ERISA's Section 510 Not Violated If Fully Vested

October 18, 2002 (PLANSPONSOR.COM) - The U.S. District Court for the District of New Jersey ruled that an employer is not in violation of ERISA Section 510 if the pension in question is fully vested upon termination of the employee.

In the case –Devoy v. Tricomm Services Inc., D. N.J., No. 02-375 (JBS) – Justice Jerome Simandle issued asummary judgment stating Tricomm Services did not interfere with the rights to receive pension benefits, as claimed by plaintiff Michael Devoy in his challenge. Devoy claimed a violation of ERISA Section 510, according to a report from Washington-based legal publisher BNA.
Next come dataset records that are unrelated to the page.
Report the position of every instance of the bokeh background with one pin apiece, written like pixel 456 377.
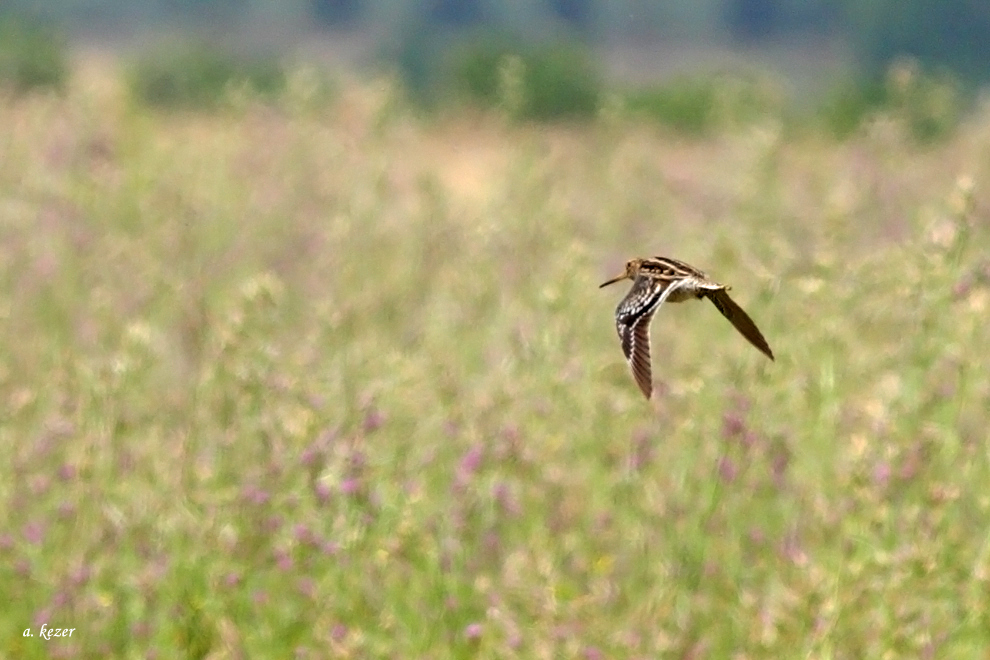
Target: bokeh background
pixel 303 354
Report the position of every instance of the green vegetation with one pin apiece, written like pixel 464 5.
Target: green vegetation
pixel 342 384
pixel 547 82
pixel 699 105
pixel 32 56
pixel 202 76
pixel 929 106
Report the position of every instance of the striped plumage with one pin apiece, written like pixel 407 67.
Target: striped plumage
pixel 660 279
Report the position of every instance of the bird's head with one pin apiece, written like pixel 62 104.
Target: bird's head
pixel 632 270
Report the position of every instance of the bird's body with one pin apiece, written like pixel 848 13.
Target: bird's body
pixel 660 279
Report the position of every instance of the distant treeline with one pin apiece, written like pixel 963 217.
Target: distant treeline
pixel 950 34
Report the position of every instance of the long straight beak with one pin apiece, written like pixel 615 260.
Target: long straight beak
pixel 613 280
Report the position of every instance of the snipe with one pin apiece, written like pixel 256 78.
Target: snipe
pixel 660 279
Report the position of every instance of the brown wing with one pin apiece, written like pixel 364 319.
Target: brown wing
pixel 740 319
pixel 632 322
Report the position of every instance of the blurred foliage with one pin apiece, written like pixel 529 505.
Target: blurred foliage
pixel 201 76
pixel 540 82
pixel 700 105
pixel 33 55
pixel 928 105
pixel 280 386
pixel 950 34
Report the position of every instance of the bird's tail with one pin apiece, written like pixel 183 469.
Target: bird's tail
pixel 740 319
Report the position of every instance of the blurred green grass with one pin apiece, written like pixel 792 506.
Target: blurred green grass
pixel 338 382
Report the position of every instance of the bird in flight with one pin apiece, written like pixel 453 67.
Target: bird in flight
pixel 655 281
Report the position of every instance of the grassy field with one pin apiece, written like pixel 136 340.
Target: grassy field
pixel 334 380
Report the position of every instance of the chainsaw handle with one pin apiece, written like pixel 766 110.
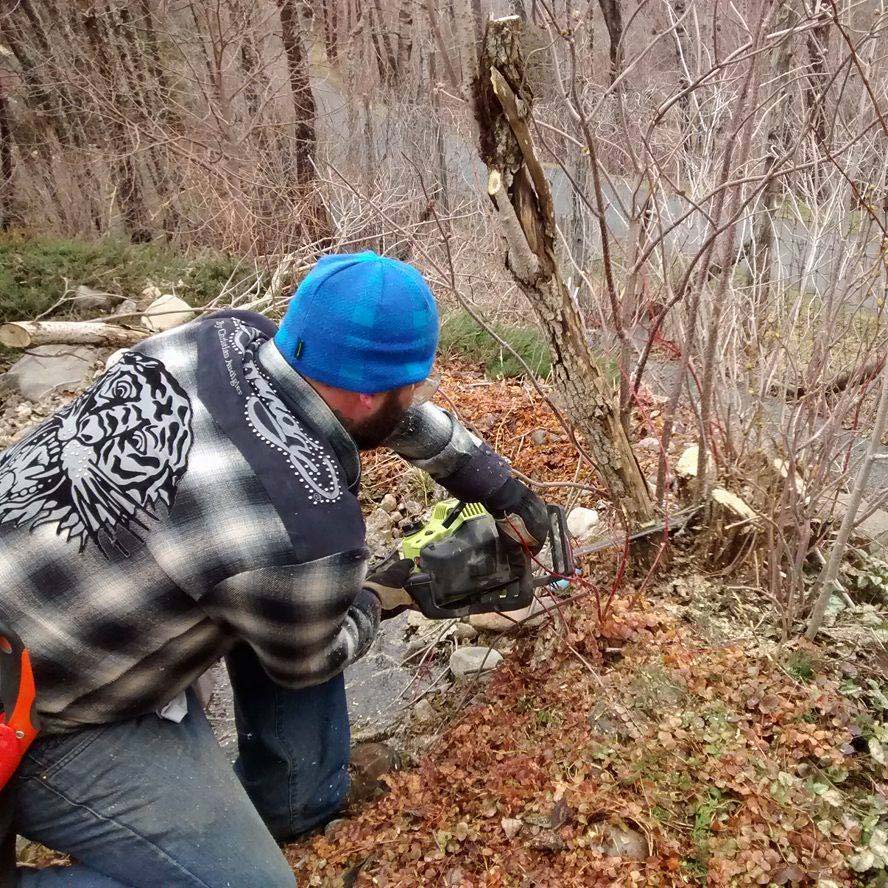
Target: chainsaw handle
pixel 17 690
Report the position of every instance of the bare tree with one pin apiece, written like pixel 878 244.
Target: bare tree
pixel 613 21
pixel 520 192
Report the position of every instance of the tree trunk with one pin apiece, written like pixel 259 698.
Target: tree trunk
pixel 520 192
pixel 435 24
pixel 385 54
pixel 28 334
pixel 815 92
pixel 613 20
pixel 125 174
pixel 405 37
pixel 304 136
pixel 777 139
pixel 331 30
pixel 5 162
pixel 825 584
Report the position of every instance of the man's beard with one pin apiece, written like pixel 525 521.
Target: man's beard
pixel 372 431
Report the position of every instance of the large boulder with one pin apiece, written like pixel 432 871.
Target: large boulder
pixel 49 368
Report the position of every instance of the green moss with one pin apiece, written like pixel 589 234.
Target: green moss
pixel 34 271
pixel 461 336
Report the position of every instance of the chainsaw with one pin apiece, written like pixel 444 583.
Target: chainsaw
pixel 465 566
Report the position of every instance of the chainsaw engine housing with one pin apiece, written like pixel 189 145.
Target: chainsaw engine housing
pixel 464 566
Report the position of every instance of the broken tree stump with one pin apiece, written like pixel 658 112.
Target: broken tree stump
pixel 520 192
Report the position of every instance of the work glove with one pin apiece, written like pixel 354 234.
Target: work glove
pixel 387 582
pixel 520 515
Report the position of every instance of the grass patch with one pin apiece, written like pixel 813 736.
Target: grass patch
pixel 33 271
pixel 461 336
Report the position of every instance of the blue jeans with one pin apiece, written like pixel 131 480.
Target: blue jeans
pixel 148 802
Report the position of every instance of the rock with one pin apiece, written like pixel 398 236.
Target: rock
pixel 379 531
pixel 511 826
pixel 469 661
pixel 87 299
pixel 686 467
pixel 874 528
pixel 49 368
pixel 423 711
pixel 581 523
pixel 114 357
pixel 465 631
pixel 418 621
pixel 333 825
pixel 126 309
pixel 619 841
pixel 486 423
pixel 529 616
pixel 369 761
pixel 166 312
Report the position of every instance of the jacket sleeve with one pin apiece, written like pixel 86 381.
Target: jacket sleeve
pixel 306 622
pixel 433 440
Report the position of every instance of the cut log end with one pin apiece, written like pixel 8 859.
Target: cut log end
pixel 14 336
pixel 28 334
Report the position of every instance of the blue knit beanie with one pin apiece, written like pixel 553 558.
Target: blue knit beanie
pixel 361 322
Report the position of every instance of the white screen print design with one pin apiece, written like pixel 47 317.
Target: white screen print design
pixel 99 467
pixel 278 428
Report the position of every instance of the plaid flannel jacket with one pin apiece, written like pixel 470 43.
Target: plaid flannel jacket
pixel 199 494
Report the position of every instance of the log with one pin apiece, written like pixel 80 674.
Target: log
pixel 27 334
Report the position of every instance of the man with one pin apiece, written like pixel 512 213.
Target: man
pixel 200 501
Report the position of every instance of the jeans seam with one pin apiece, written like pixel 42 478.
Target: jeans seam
pixel 48 766
pixel 279 734
pixel 163 854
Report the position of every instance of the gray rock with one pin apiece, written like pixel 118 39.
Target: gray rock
pixel 379 531
pixel 129 307
pixel 49 368
pixel 511 826
pixel 620 841
pixel 875 529
pixel 389 503
pixel 582 522
pixel 525 617
pixel 423 711
pixel 166 312
pixel 465 631
pixel 469 661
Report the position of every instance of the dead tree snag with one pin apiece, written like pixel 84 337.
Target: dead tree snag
pixel 519 190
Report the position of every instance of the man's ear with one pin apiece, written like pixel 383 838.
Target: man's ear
pixel 367 402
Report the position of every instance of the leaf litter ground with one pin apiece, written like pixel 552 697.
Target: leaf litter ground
pixel 664 744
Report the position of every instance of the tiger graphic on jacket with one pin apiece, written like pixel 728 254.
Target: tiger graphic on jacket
pixel 99 468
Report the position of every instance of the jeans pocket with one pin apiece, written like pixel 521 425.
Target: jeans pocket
pixel 49 753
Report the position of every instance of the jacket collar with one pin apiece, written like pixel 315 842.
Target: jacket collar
pixel 306 402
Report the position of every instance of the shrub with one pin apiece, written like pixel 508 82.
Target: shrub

Michael Devoy was laid off by Tricomm in January 2000, where he had been employed as a telecommunications installer.   During his employment, Devoy contributed to Tricomm’s 401(k) plan, which functions as Tricomm’s pension plan.

Upon his termination, Devoy filed a grievance with the International Brotherhood of Electrical Workers, Local 380, of which he was a member.

In his judgment, Justice Simandle said that since Devoy had already vested in his 401(k), he could not establish a Section 510 claim.   For a violation of Section 510 to occur an employer must engage in conduct which prohibits the attainment of any right to which an employee may be entitled.  

Under the guidelines of Tricomm’s 401 (k) plan, after six years of employment an employee is considered vested, a level Devoy had obtained at the time of his termination.   Another claim by Devoy regarding the termination was considered irrelevant since he was already vested in the plan.